E eis que o senhor seco, com roupa de missa de domingo, se aproxima e passa a analisar a geringonça. Olha primeiro com curiosidade, mas logo faz cara de reprovação e começa a balançar a cabeça negativamente. Vai embora contrariado e me permite imaginar que pensa que o mundo, realmente, está perdido.

Volto a olhar a máquina e já não a vejo com a mesma simpatia de antes. O senhor dos suspensórios tem razão, penso eu: não se vende flores assim como se fossem latinhas de refrigerante. Comprar (e vender) flores requer um ritual, um código estrito e protocolar de conduta.

Pela cara do cliente, o florista já sabe se o carinho é para gente viva ou morta, se é por amor ou obrigação, conquista ou reconquista, chegada ou partida. A partir daí, adota a postura correta para cada situação. Faz cara de tristeza ou pesar, ou se deixa contaminar pela euforia ou esperança que emana do apaixonado que procura, dentre tantos vasos, o girassol mais bonito que se tem notícia.

Se for para entrega, promete que vai escolher a flor mais linda que por lá tiver. Pergunta se o cliente não quer escrever um cartão, recebe o dinheiro como quem diz “se pudesse, não lhe cobraria” e, no final, deseja um bom dia para os amorosos ou guarda silencio em respeito a dor do semelhante.

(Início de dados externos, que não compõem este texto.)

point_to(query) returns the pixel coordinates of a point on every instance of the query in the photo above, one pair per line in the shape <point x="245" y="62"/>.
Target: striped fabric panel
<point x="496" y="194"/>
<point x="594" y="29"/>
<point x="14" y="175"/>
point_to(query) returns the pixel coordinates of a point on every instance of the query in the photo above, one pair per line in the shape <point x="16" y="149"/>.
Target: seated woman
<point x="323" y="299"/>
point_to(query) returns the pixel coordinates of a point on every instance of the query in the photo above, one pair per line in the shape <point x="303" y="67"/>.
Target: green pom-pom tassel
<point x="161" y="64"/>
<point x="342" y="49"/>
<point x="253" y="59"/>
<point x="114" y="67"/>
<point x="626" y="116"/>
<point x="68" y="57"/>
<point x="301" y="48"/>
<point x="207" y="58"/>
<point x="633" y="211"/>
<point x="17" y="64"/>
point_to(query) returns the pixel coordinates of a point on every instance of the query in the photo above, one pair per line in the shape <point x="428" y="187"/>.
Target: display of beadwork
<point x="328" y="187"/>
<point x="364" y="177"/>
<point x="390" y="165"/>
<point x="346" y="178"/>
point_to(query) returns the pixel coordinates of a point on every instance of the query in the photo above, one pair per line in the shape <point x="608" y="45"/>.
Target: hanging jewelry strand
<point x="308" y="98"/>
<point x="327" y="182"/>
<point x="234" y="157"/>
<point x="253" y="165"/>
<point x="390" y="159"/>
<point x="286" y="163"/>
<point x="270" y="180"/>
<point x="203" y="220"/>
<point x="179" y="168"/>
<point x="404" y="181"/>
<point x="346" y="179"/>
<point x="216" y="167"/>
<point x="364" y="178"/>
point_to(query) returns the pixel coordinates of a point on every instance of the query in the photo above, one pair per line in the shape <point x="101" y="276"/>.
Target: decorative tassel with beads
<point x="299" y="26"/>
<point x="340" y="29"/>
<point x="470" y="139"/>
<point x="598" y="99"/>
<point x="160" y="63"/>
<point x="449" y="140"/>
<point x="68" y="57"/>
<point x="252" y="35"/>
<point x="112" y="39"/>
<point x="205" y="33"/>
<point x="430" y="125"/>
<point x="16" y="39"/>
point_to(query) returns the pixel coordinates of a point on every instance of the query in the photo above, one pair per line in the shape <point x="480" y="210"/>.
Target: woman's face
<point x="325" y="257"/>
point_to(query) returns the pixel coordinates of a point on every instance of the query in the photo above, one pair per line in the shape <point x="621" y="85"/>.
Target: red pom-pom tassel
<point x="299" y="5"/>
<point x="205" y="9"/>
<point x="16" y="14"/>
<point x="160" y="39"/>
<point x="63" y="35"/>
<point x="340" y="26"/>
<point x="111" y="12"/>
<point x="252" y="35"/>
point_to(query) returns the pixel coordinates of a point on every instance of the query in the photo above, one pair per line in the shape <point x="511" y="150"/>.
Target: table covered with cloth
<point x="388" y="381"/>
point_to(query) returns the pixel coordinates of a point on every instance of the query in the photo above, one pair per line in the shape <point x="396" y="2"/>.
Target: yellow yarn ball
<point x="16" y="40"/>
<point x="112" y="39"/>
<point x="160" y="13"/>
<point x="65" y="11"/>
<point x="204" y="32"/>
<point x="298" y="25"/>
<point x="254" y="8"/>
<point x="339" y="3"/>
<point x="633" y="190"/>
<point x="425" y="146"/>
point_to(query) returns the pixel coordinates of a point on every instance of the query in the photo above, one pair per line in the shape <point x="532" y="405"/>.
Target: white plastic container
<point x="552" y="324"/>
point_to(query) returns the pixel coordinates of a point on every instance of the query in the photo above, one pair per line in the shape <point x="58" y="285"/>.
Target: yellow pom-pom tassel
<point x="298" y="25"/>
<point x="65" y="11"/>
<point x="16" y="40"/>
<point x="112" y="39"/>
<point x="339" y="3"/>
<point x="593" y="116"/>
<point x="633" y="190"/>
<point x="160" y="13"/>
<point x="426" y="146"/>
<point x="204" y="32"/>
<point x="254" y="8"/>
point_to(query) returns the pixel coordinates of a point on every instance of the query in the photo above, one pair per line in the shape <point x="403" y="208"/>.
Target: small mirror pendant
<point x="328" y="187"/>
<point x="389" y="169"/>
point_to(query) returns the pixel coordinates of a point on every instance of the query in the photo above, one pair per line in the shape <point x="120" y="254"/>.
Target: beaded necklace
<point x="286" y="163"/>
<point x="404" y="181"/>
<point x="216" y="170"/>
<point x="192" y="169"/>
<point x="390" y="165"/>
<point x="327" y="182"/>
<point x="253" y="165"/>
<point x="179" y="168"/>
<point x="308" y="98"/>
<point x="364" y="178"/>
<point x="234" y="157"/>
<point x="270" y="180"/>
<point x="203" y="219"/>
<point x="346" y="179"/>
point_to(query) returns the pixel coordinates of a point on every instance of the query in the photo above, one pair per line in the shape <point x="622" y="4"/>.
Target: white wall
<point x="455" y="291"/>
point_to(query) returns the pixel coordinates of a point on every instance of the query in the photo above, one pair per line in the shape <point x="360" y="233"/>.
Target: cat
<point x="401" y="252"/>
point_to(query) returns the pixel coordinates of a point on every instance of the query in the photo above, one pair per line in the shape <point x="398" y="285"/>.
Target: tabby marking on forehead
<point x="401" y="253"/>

Se for um bom florista mesmo, dá um suspiro demorado, cheio de inveja (da boa) ou de pena, pelo cliente que acaba de sair com um arranjo na mão, e pensa: nasci para vender flores.

Enquanto isso, a máquina apenas cospe um vasinho sem graça e, no máximo, diz: retire o produto.

O painel me avisa que chegou a minha hora de ir. Dou as costas para a florista sem alma e cruzo novamente com o senhor dos suspensórios. Cada um segue seu caminho, ambos com cara de quem já não acredita na melhora do mundo.